Senior citizens are among the most vulnerable sectors of society. Elder abuse in any form is unconscionable, including trying to bilk seniors out of their hard-earned money. Ontario has laws in place to prevent this from happening, yet unfortunately, it still does.
Sadly, financial abuse of elders is often at the hands of those they love and trust the most — family members. Seniors who suffer from dementia are particularly susceptible. For instance, an Ontario woman was recently convicted of fraud after cleaning out her mother’s bank account. Her mother has Alzheimer’s disease.
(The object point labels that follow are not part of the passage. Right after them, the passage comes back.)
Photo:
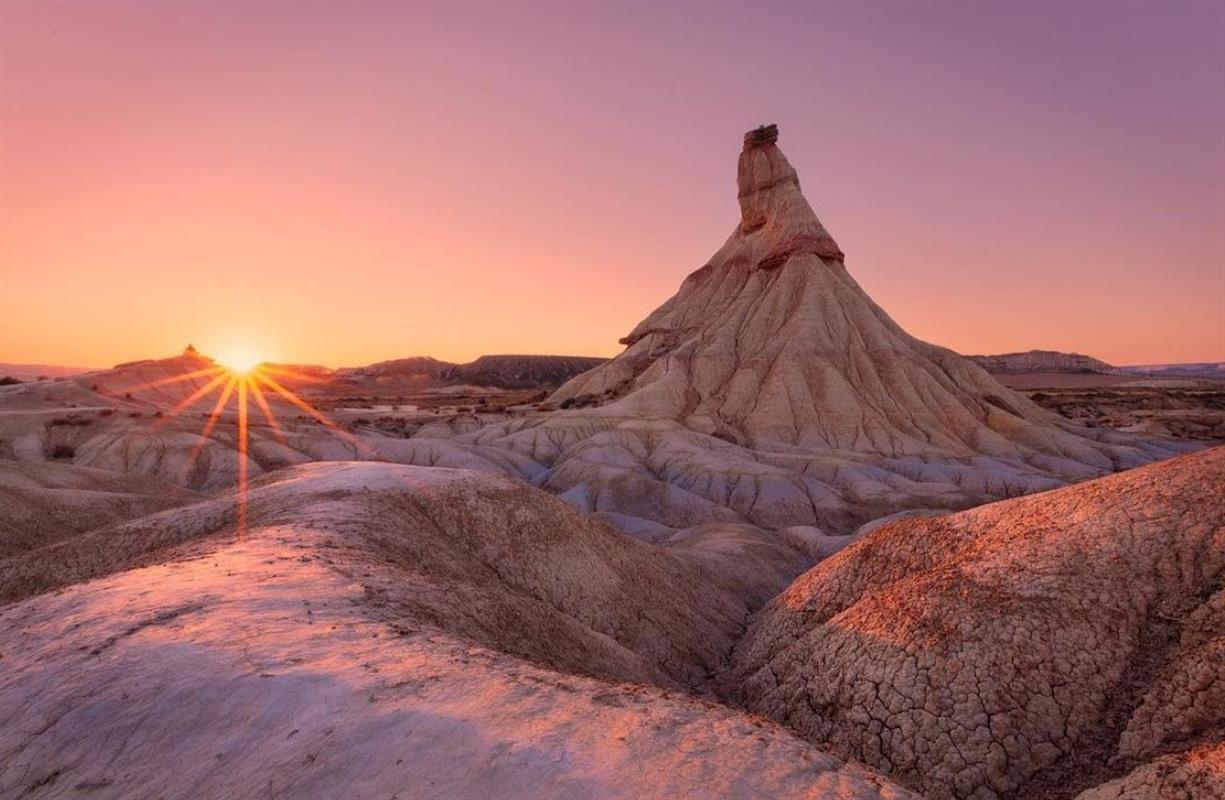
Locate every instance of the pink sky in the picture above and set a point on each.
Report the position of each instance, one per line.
(344, 183)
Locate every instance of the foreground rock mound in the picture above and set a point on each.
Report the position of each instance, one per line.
(482, 556)
(1041, 643)
(357, 641)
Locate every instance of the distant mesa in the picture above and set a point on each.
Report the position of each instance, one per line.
(1043, 362)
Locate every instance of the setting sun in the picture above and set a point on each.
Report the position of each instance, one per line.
(239, 360)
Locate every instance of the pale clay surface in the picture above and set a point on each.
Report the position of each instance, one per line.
(436, 626)
(270, 665)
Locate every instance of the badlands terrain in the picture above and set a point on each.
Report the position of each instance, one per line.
(777, 548)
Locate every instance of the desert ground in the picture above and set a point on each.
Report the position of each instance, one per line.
(776, 548)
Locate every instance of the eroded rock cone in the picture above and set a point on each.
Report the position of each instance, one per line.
(773, 341)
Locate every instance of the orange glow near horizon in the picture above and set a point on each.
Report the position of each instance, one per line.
(243, 382)
(359, 181)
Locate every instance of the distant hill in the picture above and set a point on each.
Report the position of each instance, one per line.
(1212, 370)
(501, 371)
(1043, 362)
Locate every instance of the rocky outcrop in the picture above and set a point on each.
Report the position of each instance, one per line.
(387, 631)
(500, 371)
(1050, 641)
(1043, 362)
(772, 390)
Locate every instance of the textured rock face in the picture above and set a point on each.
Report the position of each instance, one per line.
(772, 390)
(482, 556)
(1047, 641)
(336, 651)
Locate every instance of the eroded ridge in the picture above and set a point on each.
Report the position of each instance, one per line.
(1040, 643)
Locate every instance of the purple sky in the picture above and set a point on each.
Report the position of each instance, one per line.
(341, 183)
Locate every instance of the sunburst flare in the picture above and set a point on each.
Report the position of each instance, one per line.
(244, 377)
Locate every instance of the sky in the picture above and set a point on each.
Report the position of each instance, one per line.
(341, 183)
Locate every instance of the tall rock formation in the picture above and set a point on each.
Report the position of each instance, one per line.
(771, 385)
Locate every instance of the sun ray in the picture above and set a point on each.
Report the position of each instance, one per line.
(213, 415)
(271, 382)
(262, 402)
(188, 402)
(284, 371)
(173, 379)
(241, 452)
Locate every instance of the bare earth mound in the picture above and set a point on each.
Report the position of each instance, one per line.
(1030, 646)
(348, 646)
(772, 390)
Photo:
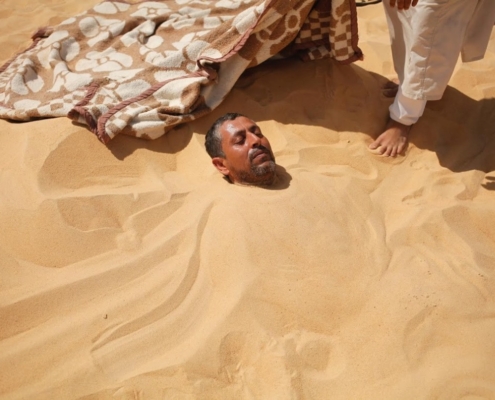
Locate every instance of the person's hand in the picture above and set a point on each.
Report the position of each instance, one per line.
(403, 4)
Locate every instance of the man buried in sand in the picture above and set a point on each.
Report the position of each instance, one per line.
(240, 152)
(427, 37)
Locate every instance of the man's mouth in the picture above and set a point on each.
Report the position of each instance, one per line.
(259, 153)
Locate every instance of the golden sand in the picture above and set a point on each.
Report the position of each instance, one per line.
(134, 271)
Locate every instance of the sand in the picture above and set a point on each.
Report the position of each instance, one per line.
(134, 271)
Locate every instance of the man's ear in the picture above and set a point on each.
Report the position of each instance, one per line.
(219, 164)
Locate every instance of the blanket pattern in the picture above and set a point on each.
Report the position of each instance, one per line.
(141, 68)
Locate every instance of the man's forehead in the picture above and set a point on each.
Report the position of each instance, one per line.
(238, 125)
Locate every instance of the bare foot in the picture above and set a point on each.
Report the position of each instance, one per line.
(393, 141)
(390, 88)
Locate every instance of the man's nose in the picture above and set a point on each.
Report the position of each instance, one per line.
(255, 140)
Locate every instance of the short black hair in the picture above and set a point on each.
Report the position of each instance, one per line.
(213, 139)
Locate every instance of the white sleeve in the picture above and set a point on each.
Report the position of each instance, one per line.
(405, 110)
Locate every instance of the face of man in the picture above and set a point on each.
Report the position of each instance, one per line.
(248, 155)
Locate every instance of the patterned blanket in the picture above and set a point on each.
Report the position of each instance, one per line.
(141, 68)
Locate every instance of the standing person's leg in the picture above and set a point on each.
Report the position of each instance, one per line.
(426, 42)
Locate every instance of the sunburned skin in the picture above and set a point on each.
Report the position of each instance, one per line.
(249, 159)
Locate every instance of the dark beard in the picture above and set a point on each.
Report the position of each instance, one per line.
(264, 175)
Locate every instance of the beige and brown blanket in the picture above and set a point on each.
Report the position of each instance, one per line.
(142, 68)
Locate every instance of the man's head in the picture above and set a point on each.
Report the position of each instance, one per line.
(239, 150)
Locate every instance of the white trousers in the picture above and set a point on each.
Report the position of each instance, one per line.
(426, 43)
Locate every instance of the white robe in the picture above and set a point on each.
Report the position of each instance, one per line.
(426, 43)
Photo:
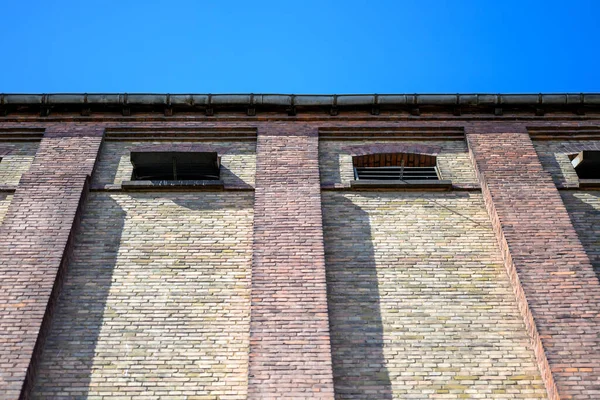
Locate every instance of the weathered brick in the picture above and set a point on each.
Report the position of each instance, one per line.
(156, 299)
(289, 333)
(557, 290)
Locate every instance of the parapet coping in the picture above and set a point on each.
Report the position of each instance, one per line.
(290, 102)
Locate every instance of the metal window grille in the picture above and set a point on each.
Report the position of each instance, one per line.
(175, 166)
(396, 173)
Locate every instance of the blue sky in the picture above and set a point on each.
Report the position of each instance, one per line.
(300, 46)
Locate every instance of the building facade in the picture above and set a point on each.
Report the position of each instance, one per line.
(308, 247)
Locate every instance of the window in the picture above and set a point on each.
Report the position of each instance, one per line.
(175, 166)
(395, 167)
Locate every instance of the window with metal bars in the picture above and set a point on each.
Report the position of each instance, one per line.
(395, 167)
(177, 166)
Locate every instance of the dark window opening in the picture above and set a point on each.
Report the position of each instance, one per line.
(586, 164)
(175, 166)
(395, 167)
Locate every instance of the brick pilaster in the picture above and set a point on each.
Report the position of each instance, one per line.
(290, 355)
(552, 277)
(35, 238)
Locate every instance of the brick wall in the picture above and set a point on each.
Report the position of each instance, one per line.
(238, 160)
(335, 159)
(584, 210)
(17, 161)
(5, 199)
(557, 290)
(289, 338)
(420, 303)
(554, 156)
(284, 307)
(156, 300)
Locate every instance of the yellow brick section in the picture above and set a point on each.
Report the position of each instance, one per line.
(420, 303)
(336, 164)
(19, 160)
(5, 199)
(238, 163)
(156, 300)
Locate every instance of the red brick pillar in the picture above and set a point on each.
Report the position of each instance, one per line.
(35, 238)
(553, 279)
(290, 354)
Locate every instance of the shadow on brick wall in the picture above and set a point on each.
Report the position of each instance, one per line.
(359, 366)
(69, 354)
(584, 210)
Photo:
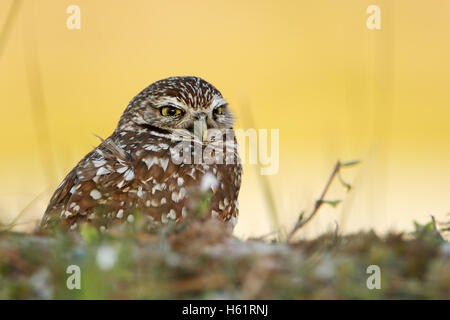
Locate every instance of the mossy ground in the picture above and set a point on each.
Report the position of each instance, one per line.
(200, 260)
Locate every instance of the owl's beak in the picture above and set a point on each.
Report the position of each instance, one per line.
(201, 128)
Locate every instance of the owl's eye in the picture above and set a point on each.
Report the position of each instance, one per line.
(169, 111)
(218, 110)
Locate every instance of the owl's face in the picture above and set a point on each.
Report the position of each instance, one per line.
(189, 104)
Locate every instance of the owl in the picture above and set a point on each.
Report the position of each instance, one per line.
(172, 155)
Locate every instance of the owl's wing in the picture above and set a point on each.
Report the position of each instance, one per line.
(89, 186)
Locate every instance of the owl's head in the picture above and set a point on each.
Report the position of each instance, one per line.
(186, 103)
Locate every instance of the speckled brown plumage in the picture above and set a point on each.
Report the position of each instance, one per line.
(137, 166)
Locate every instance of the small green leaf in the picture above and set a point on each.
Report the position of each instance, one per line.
(350, 163)
(344, 183)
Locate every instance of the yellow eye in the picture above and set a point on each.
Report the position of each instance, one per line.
(218, 110)
(169, 111)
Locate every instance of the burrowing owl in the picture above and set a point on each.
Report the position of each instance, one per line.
(173, 145)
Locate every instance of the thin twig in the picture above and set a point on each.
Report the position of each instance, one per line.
(302, 222)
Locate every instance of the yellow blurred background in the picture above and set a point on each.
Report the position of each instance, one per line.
(334, 88)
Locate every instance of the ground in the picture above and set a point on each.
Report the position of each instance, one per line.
(200, 260)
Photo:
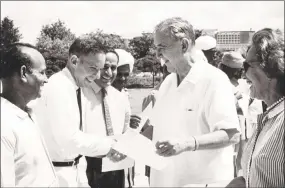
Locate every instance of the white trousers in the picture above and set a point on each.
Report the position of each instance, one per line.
(70, 177)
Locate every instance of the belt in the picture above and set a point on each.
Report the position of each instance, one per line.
(66, 164)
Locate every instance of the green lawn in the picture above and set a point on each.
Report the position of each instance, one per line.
(136, 99)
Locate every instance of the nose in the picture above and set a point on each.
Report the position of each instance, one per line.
(45, 79)
(108, 72)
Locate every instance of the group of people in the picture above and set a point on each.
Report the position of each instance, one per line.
(56, 132)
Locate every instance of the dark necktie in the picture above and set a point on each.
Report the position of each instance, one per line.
(106, 112)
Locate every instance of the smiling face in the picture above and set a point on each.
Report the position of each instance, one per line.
(260, 83)
(109, 72)
(168, 49)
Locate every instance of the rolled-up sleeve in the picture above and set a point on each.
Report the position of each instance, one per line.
(220, 109)
(8, 145)
(63, 123)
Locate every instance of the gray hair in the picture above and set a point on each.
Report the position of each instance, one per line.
(269, 45)
(177, 28)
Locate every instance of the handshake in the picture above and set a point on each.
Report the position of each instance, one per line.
(114, 155)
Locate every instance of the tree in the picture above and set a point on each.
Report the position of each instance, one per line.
(53, 43)
(198, 33)
(112, 40)
(56, 30)
(9, 33)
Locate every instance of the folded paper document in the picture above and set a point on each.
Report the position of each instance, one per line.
(141, 149)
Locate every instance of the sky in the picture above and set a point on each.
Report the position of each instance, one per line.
(130, 18)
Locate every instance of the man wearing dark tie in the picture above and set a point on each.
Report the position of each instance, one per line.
(61, 111)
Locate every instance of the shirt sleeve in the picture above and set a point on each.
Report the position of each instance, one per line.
(127, 114)
(220, 108)
(8, 145)
(61, 111)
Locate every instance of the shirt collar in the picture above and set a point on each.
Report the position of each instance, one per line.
(8, 106)
(68, 74)
(96, 88)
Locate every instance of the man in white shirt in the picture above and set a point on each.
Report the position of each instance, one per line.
(194, 118)
(25, 161)
(108, 114)
(61, 111)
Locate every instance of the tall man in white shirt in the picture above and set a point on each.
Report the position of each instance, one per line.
(25, 161)
(110, 110)
(62, 110)
(194, 118)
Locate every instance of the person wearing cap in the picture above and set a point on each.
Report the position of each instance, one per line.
(232, 65)
(107, 115)
(193, 126)
(208, 46)
(124, 69)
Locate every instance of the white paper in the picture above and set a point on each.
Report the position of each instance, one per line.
(108, 165)
(141, 149)
(144, 116)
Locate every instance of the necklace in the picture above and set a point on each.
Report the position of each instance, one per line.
(275, 104)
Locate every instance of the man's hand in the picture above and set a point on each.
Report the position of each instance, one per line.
(173, 147)
(115, 156)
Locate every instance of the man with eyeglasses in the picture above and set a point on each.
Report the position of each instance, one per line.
(25, 161)
(61, 111)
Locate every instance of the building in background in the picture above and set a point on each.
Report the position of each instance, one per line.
(210, 32)
(233, 40)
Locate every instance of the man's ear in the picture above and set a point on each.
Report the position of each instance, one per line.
(185, 45)
(74, 60)
(23, 73)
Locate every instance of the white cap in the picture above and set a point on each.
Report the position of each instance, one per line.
(125, 58)
(205, 42)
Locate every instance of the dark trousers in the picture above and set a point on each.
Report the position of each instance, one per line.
(99, 179)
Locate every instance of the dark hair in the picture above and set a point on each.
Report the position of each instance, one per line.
(269, 45)
(12, 59)
(177, 27)
(86, 45)
(113, 51)
(231, 72)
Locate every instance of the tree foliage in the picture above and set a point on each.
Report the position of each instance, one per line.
(9, 33)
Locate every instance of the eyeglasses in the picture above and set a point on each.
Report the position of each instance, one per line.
(246, 65)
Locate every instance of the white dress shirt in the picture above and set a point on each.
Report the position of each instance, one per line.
(201, 104)
(25, 161)
(119, 108)
(59, 119)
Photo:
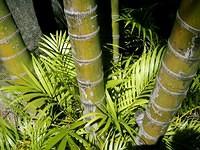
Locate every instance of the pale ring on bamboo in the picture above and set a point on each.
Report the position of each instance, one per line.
(181, 56)
(186, 25)
(80, 14)
(89, 103)
(13, 56)
(90, 83)
(170, 92)
(85, 36)
(164, 109)
(154, 121)
(4, 17)
(82, 61)
(6, 39)
(142, 132)
(176, 75)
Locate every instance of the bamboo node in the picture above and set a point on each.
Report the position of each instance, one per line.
(115, 17)
(16, 77)
(13, 56)
(89, 103)
(142, 132)
(82, 61)
(85, 36)
(171, 92)
(156, 122)
(176, 75)
(85, 84)
(7, 39)
(164, 109)
(116, 36)
(80, 14)
(2, 18)
(186, 25)
(184, 57)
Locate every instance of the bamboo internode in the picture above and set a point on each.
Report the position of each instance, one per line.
(179, 66)
(83, 31)
(13, 54)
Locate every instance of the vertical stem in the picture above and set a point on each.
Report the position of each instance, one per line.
(179, 66)
(83, 31)
(13, 54)
(115, 29)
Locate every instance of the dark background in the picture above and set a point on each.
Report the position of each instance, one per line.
(163, 13)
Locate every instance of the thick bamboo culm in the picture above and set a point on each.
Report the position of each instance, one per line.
(83, 30)
(179, 66)
(115, 29)
(13, 53)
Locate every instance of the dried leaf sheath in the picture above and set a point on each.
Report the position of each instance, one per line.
(83, 31)
(179, 66)
(115, 29)
(12, 49)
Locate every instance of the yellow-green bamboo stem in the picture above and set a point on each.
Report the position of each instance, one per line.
(179, 66)
(13, 54)
(115, 29)
(83, 31)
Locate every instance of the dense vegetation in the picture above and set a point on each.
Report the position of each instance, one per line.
(45, 111)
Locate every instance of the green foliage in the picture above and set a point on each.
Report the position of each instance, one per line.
(49, 110)
(128, 89)
(8, 135)
(139, 30)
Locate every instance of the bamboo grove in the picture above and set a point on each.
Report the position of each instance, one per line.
(154, 82)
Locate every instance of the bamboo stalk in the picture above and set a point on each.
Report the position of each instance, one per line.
(115, 29)
(83, 31)
(13, 54)
(179, 66)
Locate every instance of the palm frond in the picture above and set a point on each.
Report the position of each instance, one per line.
(8, 135)
(133, 84)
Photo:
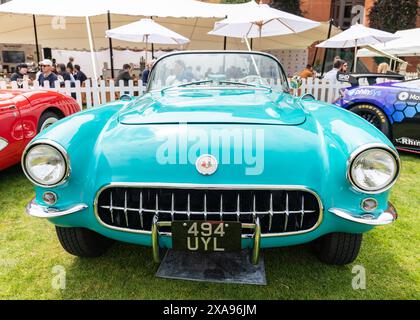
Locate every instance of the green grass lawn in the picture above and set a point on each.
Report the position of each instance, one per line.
(29, 250)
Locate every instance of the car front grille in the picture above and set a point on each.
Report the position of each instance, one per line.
(280, 211)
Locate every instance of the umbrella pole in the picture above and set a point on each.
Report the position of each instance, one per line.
(147, 38)
(111, 51)
(36, 39)
(252, 57)
(92, 52)
(326, 49)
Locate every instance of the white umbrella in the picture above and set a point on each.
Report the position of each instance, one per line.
(146, 30)
(357, 36)
(254, 20)
(407, 45)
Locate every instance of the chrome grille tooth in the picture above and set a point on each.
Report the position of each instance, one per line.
(205, 206)
(302, 213)
(172, 206)
(125, 207)
(188, 206)
(141, 209)
(254, 208)
(270, 222)
(286, 216)
(238, 205)
(111, 209)
(157, 205)
(221, 206)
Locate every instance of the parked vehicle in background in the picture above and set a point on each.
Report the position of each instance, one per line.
(23, 114)
(390, 105)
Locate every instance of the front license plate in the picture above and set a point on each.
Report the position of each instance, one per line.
(206, 236)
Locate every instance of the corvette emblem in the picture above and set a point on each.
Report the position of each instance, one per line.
(206, 165)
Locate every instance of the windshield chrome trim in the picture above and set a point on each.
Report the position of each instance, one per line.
(214, 52)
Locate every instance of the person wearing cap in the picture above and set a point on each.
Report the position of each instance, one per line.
(21, 72)
(46, 73)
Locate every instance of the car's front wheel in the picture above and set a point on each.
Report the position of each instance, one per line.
(83, 242)
(338, 248)
(374, 116)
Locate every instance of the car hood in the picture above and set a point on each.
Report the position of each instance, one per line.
(254, 106)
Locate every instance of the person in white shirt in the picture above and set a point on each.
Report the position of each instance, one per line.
(331, 75)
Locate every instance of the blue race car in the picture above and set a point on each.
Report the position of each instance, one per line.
(393, 107)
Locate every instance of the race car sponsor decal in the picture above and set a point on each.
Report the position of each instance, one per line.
(408, 141)
(365, 92)
(408, 96)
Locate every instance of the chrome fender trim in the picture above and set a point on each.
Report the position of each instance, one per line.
(35, 210)
(386, 217)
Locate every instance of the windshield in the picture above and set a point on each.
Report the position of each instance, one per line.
(225, 69)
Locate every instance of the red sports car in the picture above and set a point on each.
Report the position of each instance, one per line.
(25, 113)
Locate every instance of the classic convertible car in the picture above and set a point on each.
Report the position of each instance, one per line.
(390, 105)
(25, 113)
(216, 156)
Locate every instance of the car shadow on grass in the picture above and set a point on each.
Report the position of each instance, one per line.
(128, 272)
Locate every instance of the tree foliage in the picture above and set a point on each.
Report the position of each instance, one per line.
(291, 6)
(391, 15)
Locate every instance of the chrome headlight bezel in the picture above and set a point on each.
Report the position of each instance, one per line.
(362, 149)
(60, 150)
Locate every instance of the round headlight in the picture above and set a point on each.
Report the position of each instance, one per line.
(45, 165)
(374, 170)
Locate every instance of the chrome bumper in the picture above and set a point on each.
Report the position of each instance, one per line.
(386, 217)
(35, 210)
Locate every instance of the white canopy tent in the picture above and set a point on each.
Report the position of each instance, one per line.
(72, 34)
(86, 9)
(406, 46)
(260, 20)
(147, 31)
(356, 36)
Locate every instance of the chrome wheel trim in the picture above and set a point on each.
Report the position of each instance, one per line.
(48, 122)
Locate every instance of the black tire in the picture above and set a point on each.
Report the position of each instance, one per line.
(83, 242)
(47, 119)
(374, 116)
(338, 248)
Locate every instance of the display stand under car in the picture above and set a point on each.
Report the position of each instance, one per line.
(133, 171)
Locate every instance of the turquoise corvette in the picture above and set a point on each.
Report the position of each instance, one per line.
(216, 156)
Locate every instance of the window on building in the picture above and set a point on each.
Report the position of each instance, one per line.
(341, 12)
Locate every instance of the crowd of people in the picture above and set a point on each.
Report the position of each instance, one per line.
(126, 74)
(51, 72)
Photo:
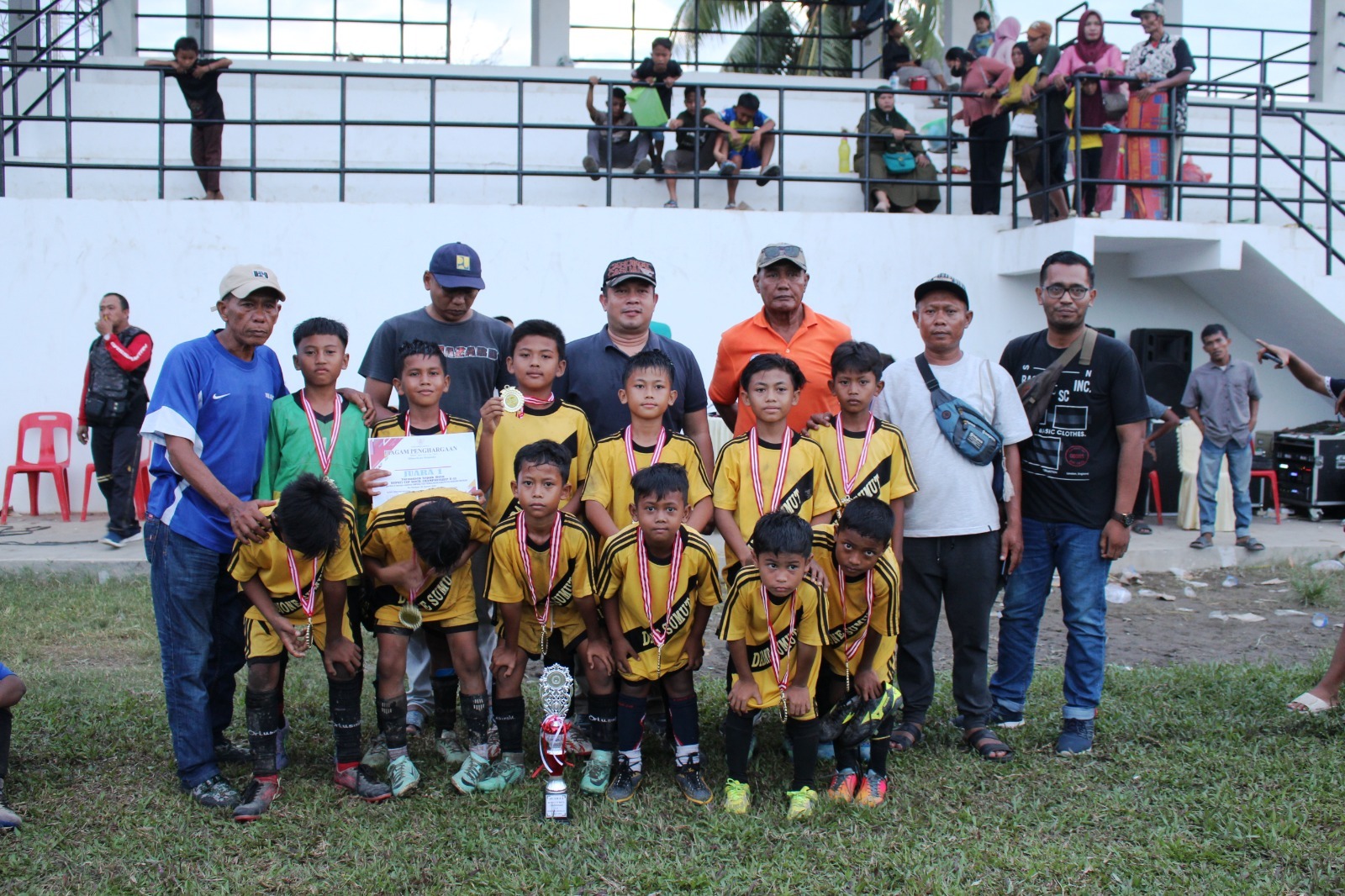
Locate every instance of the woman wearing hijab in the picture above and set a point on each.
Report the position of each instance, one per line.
(1091, 49)
(910, 190)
Elders very often also fall for scams which are initiated over the telephone or the internet, and because of embarrassment, many seniors don’t report these types of abuses.
There are ways of preventing this type of abuse. Personal information like social insurance numbers and bank account numbers should never be shared. If someone asks a senior for a pin number, it’s a definite red flag. The best way to educate seniors is to teach them to say no when someone asks for this kind of information. Checking financial statements is also extremely important to make sure everything is in order.
Many cases of elder abuse include fraud. There are many forms abuse can take. An Ontario senior citizen has the right to speak with a lawyer on how he or she can pursue compensation for any abuses that have occurred. If a senior cannot speak for him or herself, a trusted family member can speak to a lawyer on his or her behalf.